Not from that opinion, but a good summary at South Carolina Bench Book for Summary Court Judges:

Therefore, the magistrate or municipal judge must find within the complainant's affidavit enough information that will justify a reasonable belief that (1) a crime has been committed and (2) the person to be arrested committed the offense. The information in the affidavit must be such that the magistrate can make the determination of probable cause. That is, the affidavit must contain facts, not conclusions. For example, if the complainant merely says, "I swear under oath that Brian Smith stole an automobile," it is conclusory and insufficient.

The requirement to include allegations, "facts," appears as the word "show" (that the named person committed the crime). A complaint without a recitation of fact particular to the named individual is deficient, as a matter of law. "As a matter of law" simply means that the facts stated are taken as true, are not contestable by the accused. Here the complaint is void of specific fact allegations, specific actions taken by the accused. It does not show that the accused has committed an offense.

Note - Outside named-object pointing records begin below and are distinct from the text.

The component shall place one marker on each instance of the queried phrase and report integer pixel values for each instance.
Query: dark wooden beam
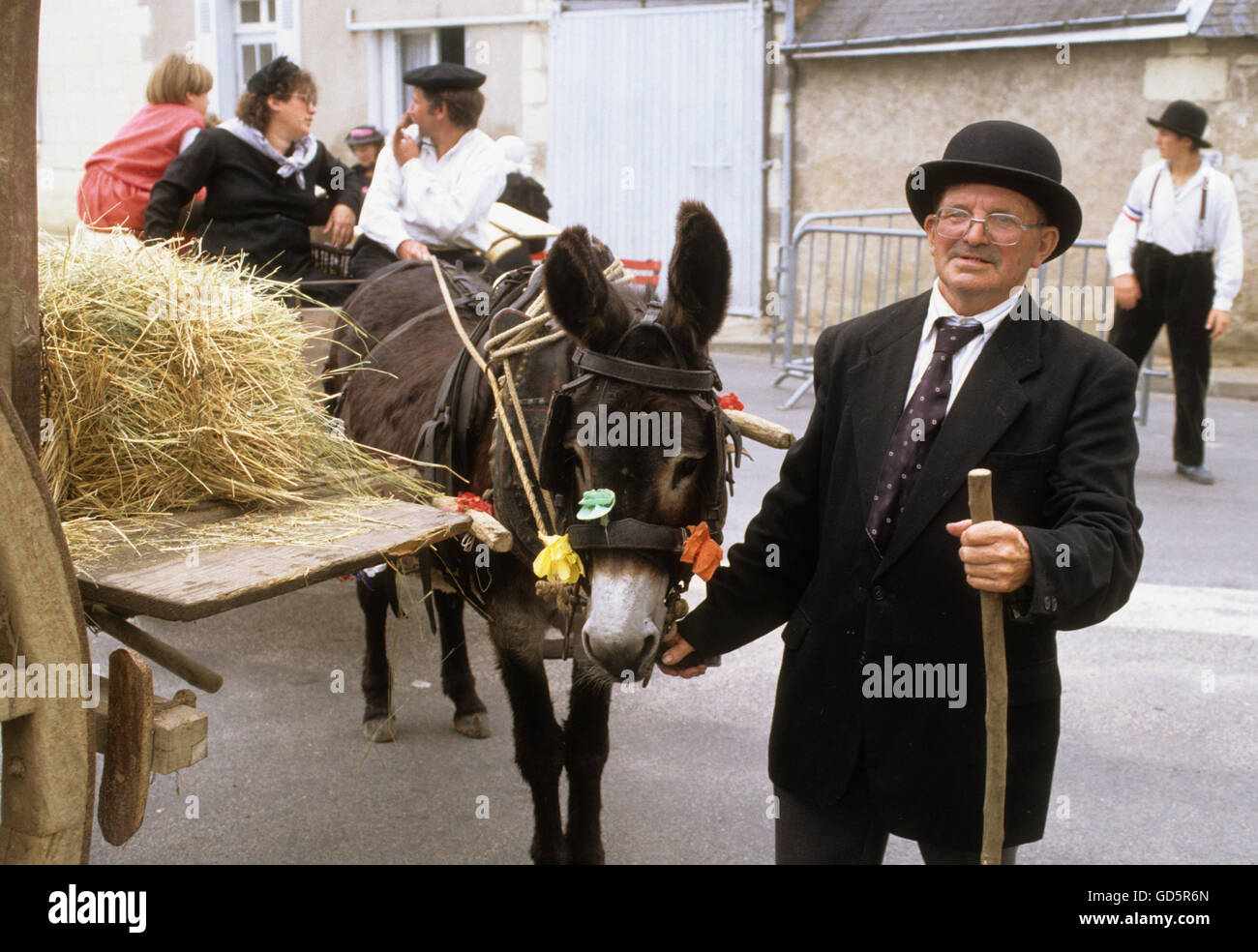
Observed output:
(19, 287)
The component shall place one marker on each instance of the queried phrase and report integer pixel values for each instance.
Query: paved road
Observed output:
(1156, 762)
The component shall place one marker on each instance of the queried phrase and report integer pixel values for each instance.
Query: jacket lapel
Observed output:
(990, 401)
(879, 385)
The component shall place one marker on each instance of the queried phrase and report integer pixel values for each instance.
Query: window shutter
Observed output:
(288, 30)
(213, 24)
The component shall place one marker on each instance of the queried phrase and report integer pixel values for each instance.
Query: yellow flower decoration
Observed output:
(557, 562)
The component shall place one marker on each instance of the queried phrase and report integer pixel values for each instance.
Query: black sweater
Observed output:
(248, 206)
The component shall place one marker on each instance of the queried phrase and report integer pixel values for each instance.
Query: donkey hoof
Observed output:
(476, 725)
(378, 729)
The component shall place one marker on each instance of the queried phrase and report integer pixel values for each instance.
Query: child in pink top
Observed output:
(121, 174)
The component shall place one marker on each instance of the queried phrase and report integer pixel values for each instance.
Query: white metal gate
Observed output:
(653, 105)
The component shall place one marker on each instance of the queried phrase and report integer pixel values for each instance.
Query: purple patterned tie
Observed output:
(916, 431)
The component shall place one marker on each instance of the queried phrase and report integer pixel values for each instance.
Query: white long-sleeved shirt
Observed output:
(965, 357)
(443, 202)
(1174, 223)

Art. 45.019. REQUISITES OF COMPLAINT. (a) A complaint is sufficient, without regard to its form, if it substantially satisfies the following requisites:

(1) it must be in writing;
(2) it must commence "In the name and by the authority of the State of Texas";
(3) it must state the name of the accused, if known, or if unknown, must include a reasonably definite description of the accused;
(4) it must show that the accused has committed an offense against the law of this state, or state that the affiant has good reason to believe and does believe that the accused has committed an offense against the law of this state;
(5) it must state the date the offense was committed as definitely as the affiant is able to provide;
(6) it must bear the signature or mark of the affiant; and
(7) it must conclude with the words "Against the peace and dignity of the State" and, if the offense charged is an offense only under a municipal ordinance, it may also conclude with the words "Contrary to the said ordinance".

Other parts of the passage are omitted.